Shang–Chi e la leggenda dei dieci anelli

Per la prima volta il supereroe protagonista viene dall'Asia. La Disney va alla conquista dell'Oriente, unisce più immaginari, e diverte con un'avventura visivamente imponente

25 Agosto 2021
3/5
Shang–Chi e la leggenda dei dieci anelli
Shang-Chi (Simu Liu) in Marvel Studios' SHANG-CHI AND THE LEGEND OF THE TEN RINGS. Photo by Jasin Boland. ©Marvel Studios 2021. All Rights Reserved.

L’urlo della Marvel conquista l’Oriente, la Disney continua a guardare verso i mercati dell’Est. L’incasso mondiale più alto del 2020 è stato 800 eroi di Guan Hu con 461 milioni di dollari. Cifre da capogiro, in pieno Covid. E la Disney torna all’assalto. Il live action di Mulan non ha dato i risultati sperati, quindi dovranno essere i supereroi a salvare il botteghino.

Bisogna coordinare più mondi: si parte dall’America, si vola in Asia e si attraversano nuove realtà. Shang–Chi e la leggenda dei dieci anelli è il primo film della Marvel che ha come protagonista un supereroe asiatico. Ma non fermiamoci alle apparenze. L’obiettivo dell’operazione di marketing è facilmente intuibile, ma qui è la chiave narrativa a interessarci.

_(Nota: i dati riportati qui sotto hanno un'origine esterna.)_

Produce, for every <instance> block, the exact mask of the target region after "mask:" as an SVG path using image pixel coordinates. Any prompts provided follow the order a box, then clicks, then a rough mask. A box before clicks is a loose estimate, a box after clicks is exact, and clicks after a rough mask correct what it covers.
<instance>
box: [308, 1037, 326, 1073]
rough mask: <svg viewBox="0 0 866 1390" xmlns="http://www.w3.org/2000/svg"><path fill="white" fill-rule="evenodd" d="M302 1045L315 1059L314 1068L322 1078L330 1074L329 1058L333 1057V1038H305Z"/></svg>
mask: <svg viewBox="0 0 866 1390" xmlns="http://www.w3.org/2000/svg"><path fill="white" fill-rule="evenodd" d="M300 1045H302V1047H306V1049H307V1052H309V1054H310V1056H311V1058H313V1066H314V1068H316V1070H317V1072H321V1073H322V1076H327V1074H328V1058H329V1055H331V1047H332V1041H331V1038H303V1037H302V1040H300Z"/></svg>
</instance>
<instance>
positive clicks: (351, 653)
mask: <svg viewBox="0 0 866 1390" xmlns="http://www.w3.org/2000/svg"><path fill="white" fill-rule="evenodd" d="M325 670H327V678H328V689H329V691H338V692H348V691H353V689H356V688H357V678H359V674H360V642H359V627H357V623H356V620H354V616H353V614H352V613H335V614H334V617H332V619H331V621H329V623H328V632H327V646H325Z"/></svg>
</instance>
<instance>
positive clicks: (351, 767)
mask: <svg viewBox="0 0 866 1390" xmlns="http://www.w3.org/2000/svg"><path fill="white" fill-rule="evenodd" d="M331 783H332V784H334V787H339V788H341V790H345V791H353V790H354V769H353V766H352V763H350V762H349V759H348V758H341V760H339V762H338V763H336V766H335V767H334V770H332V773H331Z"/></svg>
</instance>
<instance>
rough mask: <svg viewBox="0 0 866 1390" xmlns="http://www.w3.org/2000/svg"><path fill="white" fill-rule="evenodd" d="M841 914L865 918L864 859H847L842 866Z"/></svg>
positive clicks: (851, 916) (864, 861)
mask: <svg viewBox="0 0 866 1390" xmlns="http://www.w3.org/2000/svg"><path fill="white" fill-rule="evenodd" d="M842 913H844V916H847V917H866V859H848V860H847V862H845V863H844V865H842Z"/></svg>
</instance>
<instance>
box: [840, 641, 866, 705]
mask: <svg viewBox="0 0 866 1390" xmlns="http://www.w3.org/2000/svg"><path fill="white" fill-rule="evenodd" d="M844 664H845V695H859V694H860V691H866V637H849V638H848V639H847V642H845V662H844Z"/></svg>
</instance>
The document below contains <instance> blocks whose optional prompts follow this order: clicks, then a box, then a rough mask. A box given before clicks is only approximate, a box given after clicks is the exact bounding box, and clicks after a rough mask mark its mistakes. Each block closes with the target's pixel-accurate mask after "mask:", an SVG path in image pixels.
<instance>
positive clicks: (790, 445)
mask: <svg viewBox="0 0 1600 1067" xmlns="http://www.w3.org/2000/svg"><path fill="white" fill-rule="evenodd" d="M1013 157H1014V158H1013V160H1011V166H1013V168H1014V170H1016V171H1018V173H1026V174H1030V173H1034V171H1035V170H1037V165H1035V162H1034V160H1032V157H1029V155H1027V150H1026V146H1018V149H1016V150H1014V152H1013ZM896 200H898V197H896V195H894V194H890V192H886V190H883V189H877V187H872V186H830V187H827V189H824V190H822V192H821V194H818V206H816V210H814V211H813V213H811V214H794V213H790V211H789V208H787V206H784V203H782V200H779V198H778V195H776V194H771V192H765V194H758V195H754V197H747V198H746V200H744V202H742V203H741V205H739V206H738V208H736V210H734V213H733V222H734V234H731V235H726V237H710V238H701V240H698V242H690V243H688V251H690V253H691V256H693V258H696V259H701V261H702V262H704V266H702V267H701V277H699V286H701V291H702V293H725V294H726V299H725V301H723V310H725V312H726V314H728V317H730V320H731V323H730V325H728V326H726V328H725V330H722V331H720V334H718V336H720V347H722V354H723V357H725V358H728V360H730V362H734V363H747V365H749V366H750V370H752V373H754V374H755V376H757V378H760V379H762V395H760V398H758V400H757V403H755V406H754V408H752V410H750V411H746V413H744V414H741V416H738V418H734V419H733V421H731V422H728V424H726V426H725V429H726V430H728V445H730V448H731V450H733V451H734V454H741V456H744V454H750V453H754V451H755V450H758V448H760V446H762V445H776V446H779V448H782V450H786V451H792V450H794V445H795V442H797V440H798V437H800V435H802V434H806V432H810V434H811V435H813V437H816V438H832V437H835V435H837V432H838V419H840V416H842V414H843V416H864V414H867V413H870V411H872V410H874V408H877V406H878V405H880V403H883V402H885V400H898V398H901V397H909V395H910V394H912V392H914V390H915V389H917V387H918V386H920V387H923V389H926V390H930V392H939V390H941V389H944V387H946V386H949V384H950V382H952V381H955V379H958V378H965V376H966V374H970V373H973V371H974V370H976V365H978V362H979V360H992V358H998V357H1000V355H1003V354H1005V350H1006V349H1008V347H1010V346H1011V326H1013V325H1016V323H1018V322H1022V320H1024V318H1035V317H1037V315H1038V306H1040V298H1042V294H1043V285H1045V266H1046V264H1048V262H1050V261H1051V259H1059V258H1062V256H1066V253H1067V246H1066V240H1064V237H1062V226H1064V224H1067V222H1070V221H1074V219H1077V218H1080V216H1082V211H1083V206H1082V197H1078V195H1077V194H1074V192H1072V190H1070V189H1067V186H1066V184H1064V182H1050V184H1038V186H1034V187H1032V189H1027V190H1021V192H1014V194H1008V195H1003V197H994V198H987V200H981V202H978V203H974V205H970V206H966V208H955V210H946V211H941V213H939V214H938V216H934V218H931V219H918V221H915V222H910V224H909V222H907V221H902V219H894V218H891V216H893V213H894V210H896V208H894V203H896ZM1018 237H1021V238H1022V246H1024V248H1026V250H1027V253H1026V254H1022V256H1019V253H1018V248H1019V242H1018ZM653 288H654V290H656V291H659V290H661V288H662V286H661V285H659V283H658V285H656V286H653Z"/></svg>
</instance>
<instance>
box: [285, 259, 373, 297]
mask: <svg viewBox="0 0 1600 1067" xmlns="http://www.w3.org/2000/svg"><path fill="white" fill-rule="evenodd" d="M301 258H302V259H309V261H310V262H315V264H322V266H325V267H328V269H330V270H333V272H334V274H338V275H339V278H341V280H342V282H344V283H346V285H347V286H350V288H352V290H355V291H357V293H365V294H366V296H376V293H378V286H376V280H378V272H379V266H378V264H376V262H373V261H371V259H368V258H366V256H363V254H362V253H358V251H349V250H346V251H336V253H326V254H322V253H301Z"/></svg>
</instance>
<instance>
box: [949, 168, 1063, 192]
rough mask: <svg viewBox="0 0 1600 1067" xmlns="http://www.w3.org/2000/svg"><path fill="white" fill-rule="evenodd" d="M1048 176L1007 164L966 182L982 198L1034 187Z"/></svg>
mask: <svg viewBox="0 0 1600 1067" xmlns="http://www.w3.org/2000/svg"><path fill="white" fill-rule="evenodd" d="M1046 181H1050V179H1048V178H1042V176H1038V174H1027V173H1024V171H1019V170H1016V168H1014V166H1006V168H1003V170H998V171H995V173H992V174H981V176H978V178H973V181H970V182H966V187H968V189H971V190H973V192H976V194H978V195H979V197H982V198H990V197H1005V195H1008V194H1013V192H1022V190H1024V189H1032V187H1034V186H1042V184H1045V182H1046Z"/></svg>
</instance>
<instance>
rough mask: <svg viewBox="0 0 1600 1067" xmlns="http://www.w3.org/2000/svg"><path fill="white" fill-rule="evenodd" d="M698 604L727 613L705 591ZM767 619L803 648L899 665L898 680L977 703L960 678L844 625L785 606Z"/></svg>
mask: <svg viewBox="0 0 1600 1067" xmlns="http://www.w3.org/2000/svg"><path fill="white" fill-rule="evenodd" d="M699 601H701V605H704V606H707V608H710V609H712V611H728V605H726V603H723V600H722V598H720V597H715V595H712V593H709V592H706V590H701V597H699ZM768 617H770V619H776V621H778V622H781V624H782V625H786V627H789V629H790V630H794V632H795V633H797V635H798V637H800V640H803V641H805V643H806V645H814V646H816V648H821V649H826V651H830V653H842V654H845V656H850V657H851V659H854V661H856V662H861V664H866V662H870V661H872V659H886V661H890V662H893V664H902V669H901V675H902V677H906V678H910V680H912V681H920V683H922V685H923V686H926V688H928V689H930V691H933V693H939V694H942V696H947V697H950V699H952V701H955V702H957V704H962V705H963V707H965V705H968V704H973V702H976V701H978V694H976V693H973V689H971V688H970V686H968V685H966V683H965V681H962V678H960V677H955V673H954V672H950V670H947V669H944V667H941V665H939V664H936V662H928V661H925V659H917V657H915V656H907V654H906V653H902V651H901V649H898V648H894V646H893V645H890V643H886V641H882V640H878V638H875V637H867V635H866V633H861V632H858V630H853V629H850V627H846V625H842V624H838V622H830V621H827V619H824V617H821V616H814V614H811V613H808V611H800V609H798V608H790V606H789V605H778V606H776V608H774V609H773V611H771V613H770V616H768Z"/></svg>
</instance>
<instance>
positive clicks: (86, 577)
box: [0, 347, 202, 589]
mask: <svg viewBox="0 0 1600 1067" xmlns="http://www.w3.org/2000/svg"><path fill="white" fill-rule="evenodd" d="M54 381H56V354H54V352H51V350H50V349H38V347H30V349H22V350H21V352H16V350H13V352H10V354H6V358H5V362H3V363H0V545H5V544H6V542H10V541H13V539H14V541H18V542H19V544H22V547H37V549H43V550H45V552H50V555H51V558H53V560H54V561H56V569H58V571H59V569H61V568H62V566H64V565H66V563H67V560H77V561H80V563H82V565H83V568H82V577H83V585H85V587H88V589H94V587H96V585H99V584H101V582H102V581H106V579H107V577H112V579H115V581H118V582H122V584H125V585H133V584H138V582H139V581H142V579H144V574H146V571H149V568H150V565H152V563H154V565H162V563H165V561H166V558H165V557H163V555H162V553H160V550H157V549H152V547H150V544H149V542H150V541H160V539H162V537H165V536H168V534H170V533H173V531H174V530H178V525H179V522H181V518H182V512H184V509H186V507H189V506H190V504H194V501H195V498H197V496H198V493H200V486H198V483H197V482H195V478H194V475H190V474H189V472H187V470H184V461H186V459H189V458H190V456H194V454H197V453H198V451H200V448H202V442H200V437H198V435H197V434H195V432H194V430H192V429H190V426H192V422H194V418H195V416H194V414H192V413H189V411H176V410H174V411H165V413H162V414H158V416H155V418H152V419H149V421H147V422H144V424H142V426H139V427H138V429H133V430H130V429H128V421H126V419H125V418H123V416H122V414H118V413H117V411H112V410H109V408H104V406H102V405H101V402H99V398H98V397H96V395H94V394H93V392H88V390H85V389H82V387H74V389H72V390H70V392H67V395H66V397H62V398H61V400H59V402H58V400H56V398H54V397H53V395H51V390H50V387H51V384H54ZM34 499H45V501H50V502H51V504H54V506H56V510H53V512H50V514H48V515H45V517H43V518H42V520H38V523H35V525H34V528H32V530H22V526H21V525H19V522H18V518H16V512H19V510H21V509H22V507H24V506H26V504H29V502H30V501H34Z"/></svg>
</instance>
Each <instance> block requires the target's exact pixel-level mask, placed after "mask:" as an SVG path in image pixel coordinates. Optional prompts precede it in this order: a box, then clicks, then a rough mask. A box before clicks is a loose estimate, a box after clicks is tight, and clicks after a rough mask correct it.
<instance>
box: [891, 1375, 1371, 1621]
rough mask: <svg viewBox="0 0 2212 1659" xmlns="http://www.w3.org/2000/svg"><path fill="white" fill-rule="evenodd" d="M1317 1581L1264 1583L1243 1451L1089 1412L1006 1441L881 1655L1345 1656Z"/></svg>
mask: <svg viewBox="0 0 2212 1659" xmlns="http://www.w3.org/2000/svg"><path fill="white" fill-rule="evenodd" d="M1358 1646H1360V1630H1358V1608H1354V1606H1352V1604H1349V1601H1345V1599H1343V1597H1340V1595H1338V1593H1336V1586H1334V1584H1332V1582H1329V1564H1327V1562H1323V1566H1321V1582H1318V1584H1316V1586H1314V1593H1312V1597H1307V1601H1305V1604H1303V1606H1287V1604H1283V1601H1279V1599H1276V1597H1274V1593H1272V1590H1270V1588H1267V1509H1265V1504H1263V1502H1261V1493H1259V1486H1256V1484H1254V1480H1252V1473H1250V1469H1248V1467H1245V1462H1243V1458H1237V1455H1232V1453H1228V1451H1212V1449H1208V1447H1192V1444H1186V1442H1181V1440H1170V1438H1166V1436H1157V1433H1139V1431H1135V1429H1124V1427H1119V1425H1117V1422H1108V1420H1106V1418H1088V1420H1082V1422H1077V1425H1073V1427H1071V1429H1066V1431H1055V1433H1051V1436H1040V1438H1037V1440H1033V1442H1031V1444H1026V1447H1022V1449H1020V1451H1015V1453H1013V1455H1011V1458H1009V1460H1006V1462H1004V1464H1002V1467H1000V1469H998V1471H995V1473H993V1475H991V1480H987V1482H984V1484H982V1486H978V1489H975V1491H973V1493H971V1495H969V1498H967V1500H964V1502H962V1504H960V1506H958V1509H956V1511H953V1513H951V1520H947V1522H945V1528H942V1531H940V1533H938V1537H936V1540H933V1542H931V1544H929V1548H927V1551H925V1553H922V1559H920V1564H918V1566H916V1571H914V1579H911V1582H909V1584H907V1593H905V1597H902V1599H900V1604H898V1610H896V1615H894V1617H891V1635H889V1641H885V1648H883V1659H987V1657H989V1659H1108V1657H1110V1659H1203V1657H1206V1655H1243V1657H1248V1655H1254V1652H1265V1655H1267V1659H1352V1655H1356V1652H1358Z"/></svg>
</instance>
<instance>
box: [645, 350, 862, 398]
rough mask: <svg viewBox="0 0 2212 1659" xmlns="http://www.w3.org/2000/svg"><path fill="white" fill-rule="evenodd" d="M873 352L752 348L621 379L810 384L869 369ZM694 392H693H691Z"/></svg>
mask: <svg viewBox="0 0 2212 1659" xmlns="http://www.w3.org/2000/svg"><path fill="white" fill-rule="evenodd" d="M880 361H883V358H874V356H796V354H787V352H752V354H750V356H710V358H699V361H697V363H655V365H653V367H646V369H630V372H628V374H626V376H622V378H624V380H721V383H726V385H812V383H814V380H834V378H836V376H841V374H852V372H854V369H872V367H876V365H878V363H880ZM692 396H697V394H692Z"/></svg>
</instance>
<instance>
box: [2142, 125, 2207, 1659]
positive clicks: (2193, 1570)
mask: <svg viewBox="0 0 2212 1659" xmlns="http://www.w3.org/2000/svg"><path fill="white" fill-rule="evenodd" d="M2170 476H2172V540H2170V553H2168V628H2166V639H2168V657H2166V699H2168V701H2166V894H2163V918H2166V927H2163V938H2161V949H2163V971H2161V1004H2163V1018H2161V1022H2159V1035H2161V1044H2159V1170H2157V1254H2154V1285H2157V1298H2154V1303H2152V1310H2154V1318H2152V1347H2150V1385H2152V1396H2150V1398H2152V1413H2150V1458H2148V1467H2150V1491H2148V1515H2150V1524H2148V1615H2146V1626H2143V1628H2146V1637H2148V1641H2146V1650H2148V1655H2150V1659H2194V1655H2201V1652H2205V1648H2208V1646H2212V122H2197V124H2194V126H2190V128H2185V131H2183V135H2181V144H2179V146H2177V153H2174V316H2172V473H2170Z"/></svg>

Sulla parete del predestinato troneggia un poster di I guerrieri della notte di Walter Hill, per le strade di San Francisco si sgomma come se fossimo in Bullitt e si cita The Rock di Michael Bay, senza dimenticare venature alla Fast & Furious. Spostandoci in Oriente, lo scenario cambia. Le arti marziali si fanno centrali, il regista Destin Daniel Cretton destruttura il wuxia e lo ricontestualizza nel presente. Omaggi a John Woo, Johnnie To, e naturalmente Bruce Lee. In più l’uomo da sconfiggere è Tony Leung, il divo di In the Mood for Love, e a un certo punto entra in scena anche Michelle Yeow, mentre ai più giovani si strizza l’occhio con Awkwafina.

La Disney, che qui si legge Marvel, sta lavorando su due elementi: l’immaginario e la cultura. Tralasciando il politicamente corretto e le necessità legate al marchio, Shang – Chi e la leggenda dei dieci anelli riesce a essere un ponte, una congiunzione tra due continenti. Unisce cinefilia e luoghi comuni, ma alla fine riesce sempre a trovare una sua originalità.

 

(L-R): Ying Nan (Michelle Yeoh) and Shang-Chi (Simu Liu) in Marvel Studios’ SHANG-CHI AND THE LEGEND OF THE TEN RINGS. Photo courtesy of Marvel Studios. ©Marvel Studios 2021. All Rights Reserved.

Da una partenza più action, si affida a un incedere imponente, dove il gigantismo degli Avengers si fa sentire. La ricostruzione di universi sempre più grandi è spettacolare, e gli effetti speciali superano quelli di devastanti mostri approdati sullo schermo di recente. L’impostazione è videoludica: sconfiggi il prossimo avversario per procedere. Ma la diatriba famigliare appassiona, in particolare la guerra tra padre e figlio, dichiaratamente shakespeariana. Si aggiunge una sorella turbolenta, e un’armata di seguaci riottosi da gestire.

Oltre alle considerazioni produttive, Shang – Chi e la leggenda dei dieci anelli diverte, si conferma un’avventura multiforme, realizzata a diverse latitudini. Non avrà la forza di Black Panther, ma sul piano dell’entertainment colpisce con forza anche gli scettici.